The goal of plant breeding programs is to improve plant performance through genetic gain, and it is widely acknowledged that breeding gains in soybean have made important contributions to increased production.

A study was conducted in Manhattan Kansas in 2010 and 2011 to identify traits that have contributed to this genetic gain in soybean production. Sixty Maturity Group (MG) III and 54 MG IV soybean varieties (including both public and private releases) that were released from the 1920's through 2010 were grown in MG-specific experiments in both nonirrigated (NI) and irrigated (IRR) environments. The NI and IRR experiments were managed similarly except for the addition of water to the IRR trials.

Measured traits on each of the varieties were canopy temperature, leaf chlorophyll content, pollen germination, electrolyte leakage, and leaf antioxidants. Seed yield, plant height, and lodging of each variety were also measured each year.

Results are presented in a Crop Science article entitled “Changes in Physiological Traits in Soybean with Breeding Advancements” by Keep, Schapaugh, Prasad, and Boyer.

A summary of the findings from this study follow.

         Seed yield increased with year of release (YOR) in both environments in both MG’s.

         Plant height and lodging decreased with YOR for both MG’s. Varieties with the highest lodging scores were earlier releases dating from the 1920's through most of the 1940's.

         Canopy temperature decreased with YOR; i.e., the newer varieties in the study had cooler leaves. Previous research has identified a negative correlation between canopy temperature and seed yield.
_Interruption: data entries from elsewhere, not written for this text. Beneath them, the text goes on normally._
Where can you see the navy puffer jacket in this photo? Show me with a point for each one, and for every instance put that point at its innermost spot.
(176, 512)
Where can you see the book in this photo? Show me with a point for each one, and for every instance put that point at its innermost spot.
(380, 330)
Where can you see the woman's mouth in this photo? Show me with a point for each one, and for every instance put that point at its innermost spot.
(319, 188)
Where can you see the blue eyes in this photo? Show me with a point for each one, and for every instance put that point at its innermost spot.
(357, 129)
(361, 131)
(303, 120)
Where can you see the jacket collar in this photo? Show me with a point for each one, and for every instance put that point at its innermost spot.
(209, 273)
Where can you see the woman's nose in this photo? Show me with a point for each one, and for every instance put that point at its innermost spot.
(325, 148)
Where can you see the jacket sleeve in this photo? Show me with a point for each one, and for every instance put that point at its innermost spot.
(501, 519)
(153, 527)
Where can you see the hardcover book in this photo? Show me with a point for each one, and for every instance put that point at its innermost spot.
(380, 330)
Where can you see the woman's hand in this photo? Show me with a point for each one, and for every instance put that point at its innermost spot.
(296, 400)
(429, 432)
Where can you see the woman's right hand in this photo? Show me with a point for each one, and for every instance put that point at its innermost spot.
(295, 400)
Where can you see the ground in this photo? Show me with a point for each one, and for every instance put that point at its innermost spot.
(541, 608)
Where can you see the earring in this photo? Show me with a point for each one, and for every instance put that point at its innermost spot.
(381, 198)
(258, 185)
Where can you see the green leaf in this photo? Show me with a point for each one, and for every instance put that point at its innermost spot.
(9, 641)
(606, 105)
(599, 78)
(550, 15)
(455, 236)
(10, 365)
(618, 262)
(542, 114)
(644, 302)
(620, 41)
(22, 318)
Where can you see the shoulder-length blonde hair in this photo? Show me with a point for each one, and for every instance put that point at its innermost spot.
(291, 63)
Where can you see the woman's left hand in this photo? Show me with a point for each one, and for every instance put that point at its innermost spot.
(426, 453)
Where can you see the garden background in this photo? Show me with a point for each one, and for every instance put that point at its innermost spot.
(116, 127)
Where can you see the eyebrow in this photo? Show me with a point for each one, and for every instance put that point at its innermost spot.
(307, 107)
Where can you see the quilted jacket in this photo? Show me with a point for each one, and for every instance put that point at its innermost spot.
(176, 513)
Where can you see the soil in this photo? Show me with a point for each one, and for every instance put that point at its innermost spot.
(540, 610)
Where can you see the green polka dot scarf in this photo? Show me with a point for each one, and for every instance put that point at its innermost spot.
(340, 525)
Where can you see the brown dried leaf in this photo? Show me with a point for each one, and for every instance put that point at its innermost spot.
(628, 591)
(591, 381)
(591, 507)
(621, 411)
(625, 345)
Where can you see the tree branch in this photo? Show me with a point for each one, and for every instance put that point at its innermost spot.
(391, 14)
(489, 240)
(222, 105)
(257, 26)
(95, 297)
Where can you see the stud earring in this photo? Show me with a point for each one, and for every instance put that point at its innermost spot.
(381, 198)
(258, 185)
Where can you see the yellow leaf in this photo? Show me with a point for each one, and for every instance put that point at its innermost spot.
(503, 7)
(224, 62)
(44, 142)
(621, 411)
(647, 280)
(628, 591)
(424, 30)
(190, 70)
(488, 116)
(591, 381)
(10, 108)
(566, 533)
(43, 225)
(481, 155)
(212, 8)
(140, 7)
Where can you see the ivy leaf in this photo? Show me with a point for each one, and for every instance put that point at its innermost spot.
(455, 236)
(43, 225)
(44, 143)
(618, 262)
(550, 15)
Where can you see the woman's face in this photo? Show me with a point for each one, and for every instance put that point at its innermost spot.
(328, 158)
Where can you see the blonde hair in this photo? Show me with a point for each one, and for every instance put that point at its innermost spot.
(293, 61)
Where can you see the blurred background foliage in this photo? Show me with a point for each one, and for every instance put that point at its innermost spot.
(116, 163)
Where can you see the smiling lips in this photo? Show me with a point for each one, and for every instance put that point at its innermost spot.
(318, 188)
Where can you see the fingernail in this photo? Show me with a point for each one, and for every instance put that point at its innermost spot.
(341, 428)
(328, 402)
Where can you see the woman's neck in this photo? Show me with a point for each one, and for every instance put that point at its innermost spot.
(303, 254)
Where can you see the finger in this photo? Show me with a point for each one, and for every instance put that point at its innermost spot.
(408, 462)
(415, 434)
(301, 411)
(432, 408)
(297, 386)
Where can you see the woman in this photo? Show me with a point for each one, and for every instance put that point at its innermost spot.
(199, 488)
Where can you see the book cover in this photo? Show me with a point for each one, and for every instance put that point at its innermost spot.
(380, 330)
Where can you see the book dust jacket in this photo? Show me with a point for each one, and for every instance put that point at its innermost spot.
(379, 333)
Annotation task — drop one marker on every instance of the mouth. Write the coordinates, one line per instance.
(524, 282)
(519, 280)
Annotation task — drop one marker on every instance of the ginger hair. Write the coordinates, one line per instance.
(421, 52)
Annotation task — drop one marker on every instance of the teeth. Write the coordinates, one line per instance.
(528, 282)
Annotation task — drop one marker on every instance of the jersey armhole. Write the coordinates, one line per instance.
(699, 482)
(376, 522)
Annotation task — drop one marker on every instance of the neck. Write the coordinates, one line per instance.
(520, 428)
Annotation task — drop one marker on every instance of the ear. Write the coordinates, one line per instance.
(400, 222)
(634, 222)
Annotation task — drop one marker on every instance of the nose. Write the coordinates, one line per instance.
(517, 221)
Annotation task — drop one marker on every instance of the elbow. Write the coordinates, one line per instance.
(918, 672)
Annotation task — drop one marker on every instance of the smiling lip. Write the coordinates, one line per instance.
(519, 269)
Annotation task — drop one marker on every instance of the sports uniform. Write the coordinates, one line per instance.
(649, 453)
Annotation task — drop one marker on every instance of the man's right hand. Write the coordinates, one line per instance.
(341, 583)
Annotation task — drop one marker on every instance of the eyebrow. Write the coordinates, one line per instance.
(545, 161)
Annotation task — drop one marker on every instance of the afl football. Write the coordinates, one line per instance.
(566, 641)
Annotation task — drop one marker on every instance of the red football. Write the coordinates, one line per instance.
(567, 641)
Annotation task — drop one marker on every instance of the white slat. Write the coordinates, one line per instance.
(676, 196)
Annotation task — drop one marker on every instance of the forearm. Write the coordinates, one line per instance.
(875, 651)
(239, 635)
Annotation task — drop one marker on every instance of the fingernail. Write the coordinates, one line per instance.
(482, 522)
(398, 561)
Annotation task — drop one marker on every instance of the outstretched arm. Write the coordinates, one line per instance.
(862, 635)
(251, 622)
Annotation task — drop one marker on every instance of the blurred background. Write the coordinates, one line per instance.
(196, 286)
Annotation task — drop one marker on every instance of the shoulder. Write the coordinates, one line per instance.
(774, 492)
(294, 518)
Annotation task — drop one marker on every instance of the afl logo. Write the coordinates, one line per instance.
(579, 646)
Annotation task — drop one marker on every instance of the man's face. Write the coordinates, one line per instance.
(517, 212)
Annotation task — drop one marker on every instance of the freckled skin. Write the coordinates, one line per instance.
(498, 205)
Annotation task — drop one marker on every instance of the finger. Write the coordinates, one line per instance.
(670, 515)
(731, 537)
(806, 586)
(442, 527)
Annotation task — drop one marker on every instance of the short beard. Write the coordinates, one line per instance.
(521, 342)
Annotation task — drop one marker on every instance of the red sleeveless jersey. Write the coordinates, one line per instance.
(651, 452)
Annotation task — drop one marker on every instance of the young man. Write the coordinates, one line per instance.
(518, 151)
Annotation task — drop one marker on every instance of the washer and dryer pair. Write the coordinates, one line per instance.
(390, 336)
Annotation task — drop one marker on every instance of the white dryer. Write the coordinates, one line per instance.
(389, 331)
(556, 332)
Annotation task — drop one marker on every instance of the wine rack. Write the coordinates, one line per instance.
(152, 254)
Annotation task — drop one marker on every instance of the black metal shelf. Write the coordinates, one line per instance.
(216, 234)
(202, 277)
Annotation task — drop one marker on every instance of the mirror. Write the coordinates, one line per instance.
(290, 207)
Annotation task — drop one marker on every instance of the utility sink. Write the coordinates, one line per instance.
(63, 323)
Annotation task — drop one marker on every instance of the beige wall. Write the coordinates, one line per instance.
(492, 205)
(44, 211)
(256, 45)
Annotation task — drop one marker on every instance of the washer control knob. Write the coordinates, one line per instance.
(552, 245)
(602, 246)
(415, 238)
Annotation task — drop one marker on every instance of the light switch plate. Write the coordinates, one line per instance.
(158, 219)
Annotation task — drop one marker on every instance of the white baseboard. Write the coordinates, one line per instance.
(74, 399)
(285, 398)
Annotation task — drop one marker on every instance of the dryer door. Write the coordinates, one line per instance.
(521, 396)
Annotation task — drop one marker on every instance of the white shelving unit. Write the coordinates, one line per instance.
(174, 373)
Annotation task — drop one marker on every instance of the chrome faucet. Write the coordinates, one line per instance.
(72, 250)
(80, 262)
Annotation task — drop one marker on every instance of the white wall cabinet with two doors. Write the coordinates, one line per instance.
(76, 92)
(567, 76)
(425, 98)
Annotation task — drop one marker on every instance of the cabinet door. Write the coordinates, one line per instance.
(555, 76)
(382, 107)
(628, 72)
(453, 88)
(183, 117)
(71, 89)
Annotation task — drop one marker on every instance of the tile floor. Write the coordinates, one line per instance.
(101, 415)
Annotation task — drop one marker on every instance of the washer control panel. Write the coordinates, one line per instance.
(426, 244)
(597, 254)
         Chlorophyll content increased with YOR; i.e., newer varieties had a higher chlorophyll content in leaves.

         Newer varieties tended to be higher yielding, shorter in stature, and less prone to lodging, and had leaves that were both cooler and higher in chlorophyll content.

         Canopy temperature and leaf chlorophyll content showed the strongest relationship with YOR and seed yield.

The relationships between canopy temperature and leaf chlorophyll content with seed yield that were found in this study indicate that selection for these traits should be included in soybean breeding programs that have the goal to improve soybean yield.